Don’t shoot a home movie
As tempting as it may be to simply hold the camera for an entire day and end up with hours of footage following the bride and groom around, it won’t make for a great video.
“Don’t shoot a wedding like you would a home movie. Think about how you are going to build your story. Do short clips lengths – 3-5 seconds,” says Jeff Wood, a top wedding videographer.
One piece of advice he ushers is practicing by editing a short film of still images of your holiday. Think how you can use these still images to tell your story, then translate this to video footage.
To that end, remember the golden rule: close-ups, close-ups, close-ups. You need to get in close to capture the emotions on people’s faces, as this is what they want to remember. However, you need to keep your distance, as no one will give you the genuine reactions you want if they notice themselves being filmed.
A telephoto lens is your best bet to capture details while staying out of the way. We recommend the Canon 70-200mm – a much-loved workhorse for photographers and videographers alike, it’s a solid choice that will see you covered for most situations. Of course, you’ll need to pick a lens appropriate for whatever system you’re using.
Vary the angles
“Shoot everything at three different angles,” says Wood. If you see something interesting find a few different ways to record it. When editing this will allow you to cut between the different angles. Jeff also advised looking for good alternative views, shooting through flowers, reflections in mirrors, or windows, basically using out of focus foreground objects to add a sense of depth in the scene.
Don’t overdo slow-mo
Slow-motion is important, but don’t overdo it. A nice slow-mo of the first dance is perfect, but a video with every subject moving in slow-mo quickly becomes tiresome. Restrain yourself a little and the effect will be all the more powerful when you do deploy it. Less is more, as they say.
4K and Future-proofing
Whilst the obvious advantage of 4K is the increased resolution, that’s not the be all and end all. “All of the colour information [when shooting 4K] is what helps make the footage look great, especially when you compress that 4K footage down to a more standard HD resolution.
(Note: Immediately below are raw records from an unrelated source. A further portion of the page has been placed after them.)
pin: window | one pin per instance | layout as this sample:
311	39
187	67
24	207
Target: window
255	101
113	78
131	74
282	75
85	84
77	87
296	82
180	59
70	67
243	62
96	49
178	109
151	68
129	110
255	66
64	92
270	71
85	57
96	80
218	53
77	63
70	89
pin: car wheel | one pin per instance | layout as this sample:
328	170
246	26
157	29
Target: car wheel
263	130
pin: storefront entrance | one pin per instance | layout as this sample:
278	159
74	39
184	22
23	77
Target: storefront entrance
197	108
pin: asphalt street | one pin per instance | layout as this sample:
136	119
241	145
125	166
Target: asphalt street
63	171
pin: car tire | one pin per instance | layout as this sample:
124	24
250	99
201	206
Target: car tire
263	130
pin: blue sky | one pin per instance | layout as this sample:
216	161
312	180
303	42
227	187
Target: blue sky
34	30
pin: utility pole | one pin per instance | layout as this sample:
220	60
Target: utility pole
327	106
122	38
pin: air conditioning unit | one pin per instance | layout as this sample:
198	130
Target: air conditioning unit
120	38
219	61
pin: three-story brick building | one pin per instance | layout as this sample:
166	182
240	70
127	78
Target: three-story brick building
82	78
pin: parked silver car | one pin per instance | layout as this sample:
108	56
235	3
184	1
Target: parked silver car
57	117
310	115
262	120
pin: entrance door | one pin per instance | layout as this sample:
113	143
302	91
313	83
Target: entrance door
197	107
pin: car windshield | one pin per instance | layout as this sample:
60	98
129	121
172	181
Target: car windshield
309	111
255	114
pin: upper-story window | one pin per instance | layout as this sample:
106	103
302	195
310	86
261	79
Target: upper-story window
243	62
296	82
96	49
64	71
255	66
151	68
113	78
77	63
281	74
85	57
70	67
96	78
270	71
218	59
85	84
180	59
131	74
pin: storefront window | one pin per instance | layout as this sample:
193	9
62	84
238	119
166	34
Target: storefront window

“It also enables you to shoot slightly wider and then crop in to the frame afterwards” Wood pointed out.
Whilst not everyone may have a 4K enabled television now, within a few years they will be the norm. This means that you should start recording those important moments in your life in 4k now. That way they will still look there best when you watch them on a 4K TV in a few years time.
However, don’t feel that you need a 4K camera to shoot wedding videos. Different clients will ask for different things and if you’re doing someone a favour they may not even realise.
“I tend to do two passes when editing. I throw it all together in half a day, as fast as I can, and then I spend another couple of days editing the final version,” says Wood. However the key to editing is to enjoy it. “You have to have fun whilst editing, otherwise it will show in the final edit.”
Although many bemoan the processing power needed for editing footage whether HD or 4K, Wood uses a MacBook Pro. “I tend not to apply colour effects. Most of those looks date so quickly. If anything, I go for a classic film look, but really I only ever really colour grade to correct mistakes.” Getting the right look is something that you should agree upon before editing to reduce any back and forth between yourself and your client.
You’re going to need plenty of b-roll, so get shooting those exteriors before the wedding starts, and those immaculate place settings before they get ruined, and that champagne tower before it inevitably gets knocked over. It’ll save your life in the edit!